La presencia del tercer pretendiente, Óscar, es anecdótica y solo
sirve para despertar los celos de Gonzalo.
Sin
embargo, estos seres no se rebelan contra su destino, sino que lo
aceptan estoicamente, como ramas mecidas por el viento. Su relación
con Claudia es ese instante que siempre se recuerda y añora, y que
apenas es nada en el transcurso de una vida entera. Un momento
irrecuperable, e inmodificable. Sucedió así, duró tan poco, y no
se pudo cambiar.
Somos
prisioneros del tiempo. El amor perdura quizá, mas nosotros
desaparecemos, porque estamos de paso como esas aves migratorias. Lo
aclara Cernuda en el poema que inspira el título del libro:
“No
es el amor quien muere,
somos
nosotros mismos.
Inocencia
primera
abolida
en deseo,
olvido
de sí mismo en otro olvido,
ramas
entrelazadas,
¿por
qué vivir si desaparecéis un día?”
Ramas
entrelazadas, ramas que os juntáis y que os besáis, ramas
cómplices, ramas leales y desleales, ¿por qué vivís si luego vais
a dejar esta realidad? (Fue bonito, mientras duró).
Gustavo
Martín Garzo diseña un texto melancólico, una prueba y una
advertencia de que vivimos en un deseo permanente, y que alcanzar la
alegría es complicado; una alegría, en todo caso, breve.
Hay
un pasaje de la novela –una digresión, en realidad--
verdaderamente sublime, a la par que estremecedora. Está al final
del capítulo diecinueve, y se debe a Claudia, después de una noche
de amor: “Las sábanas estaban revueltas y sentí deseos de
llorar.

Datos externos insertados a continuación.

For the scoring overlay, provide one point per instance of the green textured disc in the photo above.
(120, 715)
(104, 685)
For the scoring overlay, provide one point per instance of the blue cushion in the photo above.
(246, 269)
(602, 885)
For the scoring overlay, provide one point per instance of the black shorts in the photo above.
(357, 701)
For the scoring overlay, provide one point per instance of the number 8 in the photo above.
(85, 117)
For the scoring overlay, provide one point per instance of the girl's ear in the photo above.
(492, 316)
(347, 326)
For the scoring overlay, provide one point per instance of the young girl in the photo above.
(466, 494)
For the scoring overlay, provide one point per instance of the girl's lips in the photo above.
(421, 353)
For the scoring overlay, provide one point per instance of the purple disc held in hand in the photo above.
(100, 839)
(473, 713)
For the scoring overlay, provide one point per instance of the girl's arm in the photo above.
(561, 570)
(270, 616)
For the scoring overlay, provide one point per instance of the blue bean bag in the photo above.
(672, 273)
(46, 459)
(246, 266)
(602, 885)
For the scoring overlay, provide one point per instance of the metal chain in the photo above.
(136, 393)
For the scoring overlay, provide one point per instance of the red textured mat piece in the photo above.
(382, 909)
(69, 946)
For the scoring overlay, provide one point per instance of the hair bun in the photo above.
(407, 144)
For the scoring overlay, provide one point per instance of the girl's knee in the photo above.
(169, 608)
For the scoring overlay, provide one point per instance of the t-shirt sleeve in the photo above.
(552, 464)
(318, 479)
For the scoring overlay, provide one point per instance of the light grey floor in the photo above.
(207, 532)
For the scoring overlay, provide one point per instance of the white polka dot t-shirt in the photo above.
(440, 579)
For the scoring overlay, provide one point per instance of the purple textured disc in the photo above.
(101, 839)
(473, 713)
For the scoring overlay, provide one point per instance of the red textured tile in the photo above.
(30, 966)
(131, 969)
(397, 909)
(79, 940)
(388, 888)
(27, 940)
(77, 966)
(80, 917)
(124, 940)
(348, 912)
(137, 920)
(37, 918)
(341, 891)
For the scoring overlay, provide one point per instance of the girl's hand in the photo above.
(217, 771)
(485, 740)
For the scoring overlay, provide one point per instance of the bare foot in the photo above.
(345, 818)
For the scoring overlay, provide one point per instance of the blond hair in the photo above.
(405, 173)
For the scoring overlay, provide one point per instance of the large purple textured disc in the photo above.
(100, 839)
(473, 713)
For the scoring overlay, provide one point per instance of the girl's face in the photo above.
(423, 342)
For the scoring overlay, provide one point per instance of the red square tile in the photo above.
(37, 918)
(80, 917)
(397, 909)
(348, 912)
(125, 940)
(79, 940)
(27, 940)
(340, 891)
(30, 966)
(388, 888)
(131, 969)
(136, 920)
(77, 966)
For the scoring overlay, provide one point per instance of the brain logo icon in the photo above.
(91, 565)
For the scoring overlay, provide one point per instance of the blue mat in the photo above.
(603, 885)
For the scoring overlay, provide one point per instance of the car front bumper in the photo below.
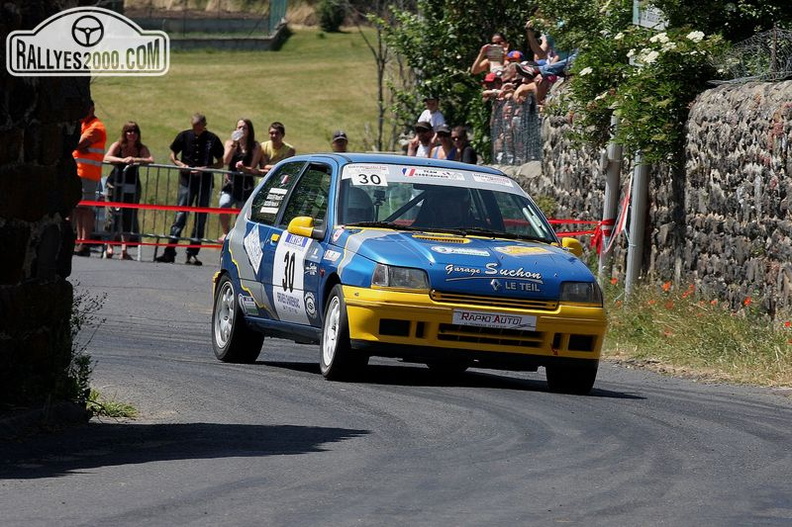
(407, 324)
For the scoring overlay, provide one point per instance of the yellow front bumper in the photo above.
(415, 319)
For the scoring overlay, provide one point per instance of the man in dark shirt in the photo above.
(199, 148)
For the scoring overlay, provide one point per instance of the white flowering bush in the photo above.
(647, 79)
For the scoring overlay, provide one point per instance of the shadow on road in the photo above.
(398, 374)
(110, 444)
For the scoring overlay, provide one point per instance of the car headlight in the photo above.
(399, 277)
(581, 293)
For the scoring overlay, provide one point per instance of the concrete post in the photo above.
(612, 168)
(640, 198)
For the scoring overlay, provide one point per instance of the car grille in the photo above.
(493, 301)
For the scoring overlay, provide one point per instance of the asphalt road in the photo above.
(275, 444)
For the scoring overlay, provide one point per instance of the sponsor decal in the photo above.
(524, 287)
(486, 319)
(248, 305)
(273, 200)
(433, 173)
(442, 249)
(494, 180)
(470, 271)
(332, 256)
(310, 304)
(492, 269)
(252, 244)
(295, 240)
(85, 42)
(521, 250)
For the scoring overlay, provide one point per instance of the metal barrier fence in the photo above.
(515, 131)
(144, 212)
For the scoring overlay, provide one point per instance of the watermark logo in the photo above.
(84, 42)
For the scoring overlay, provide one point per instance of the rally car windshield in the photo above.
(442, 206)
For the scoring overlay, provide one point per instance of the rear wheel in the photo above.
(232, 339)
(336, 358)
(576, 380)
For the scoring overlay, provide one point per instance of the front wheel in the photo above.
(232, 339)
(336, 358)
(575, 380)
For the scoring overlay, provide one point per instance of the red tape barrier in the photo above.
(176, 208)
(596, 241)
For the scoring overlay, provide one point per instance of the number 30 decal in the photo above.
(288, 272)
(377, 180)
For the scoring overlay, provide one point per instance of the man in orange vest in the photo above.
(88, 155)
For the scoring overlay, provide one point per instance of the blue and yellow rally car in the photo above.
(436, 262)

Aquellos que habíamos sido esa noche dónde estaban, dónde
sus cuerpos tan bellos y locos. Y comprendí que nada de lo que los
hombres y las mujeres hacen cuando se acuestan juntos tiene que ver
con lo que son y hacen en sus vidas normales, que ningún camino hay
entre lo que sucede en esas camas donde se aman y el mundo al que
regresan al despertar.”
No
parece que seamos los mismos entre las sábanas, en el secreto de la
alcoba, cuando amamos, gozamos, retozamos, besamos, mordemos,
penetramos, gemimos, que al día siguiente, a plena luz del día.
Actuamos de manera distinta, según las convenciones sociales y el
trato educado y respetuoso. Nuestro yo erótico queda perdido entre
los pliegues, en la hondonada de sudor y de semen, los restos de la
batalla. Entonces, ¿quiénes somos en verdad? ¿Nos reconocemos, lo
podemos saber?
Al
comienzo del capítulo veinte se expande la digresión: “Me
pareció que el mayor enigma de la vida no era la muerte o el
sufrimiento sino la inasible felicidad. [En las canciones de alba
los amantes] no quieren que la noche termine, no quieren que
amanezca porque entonces tendrán que separarse y temen descubrir que
no podrán llevarse con ellos lo que encontraron en ese lugar secreto
donde durmieron juntos.”
La
novela tiene la calidad de la prosa poética de su autor, nada melosa
por otra parte, sino suave y sucinta. Queda algo estropeada por
escenas de pornografía barata, innecesarias para fijar lo que se
quiere contar. Hay una alusión directa a la corrupción de la
derecha española, como si en otros grupos del arco parlamentario
todo fuera ejemplarizante. También un guiño velado a una candidata
andaluza de un partido de izquierda, Teresa Rodríguez (capítulo
diez). No hay asomo de la vida académica ni de los problemas propios
de la docencia.
De
este relato nos quedamos con esa lección de vida, ese sorbo amargo
que muchos de nosotros hemos tenido que beber después del ponche.
©
Antonio Ángel Usábel, agosto de 2019.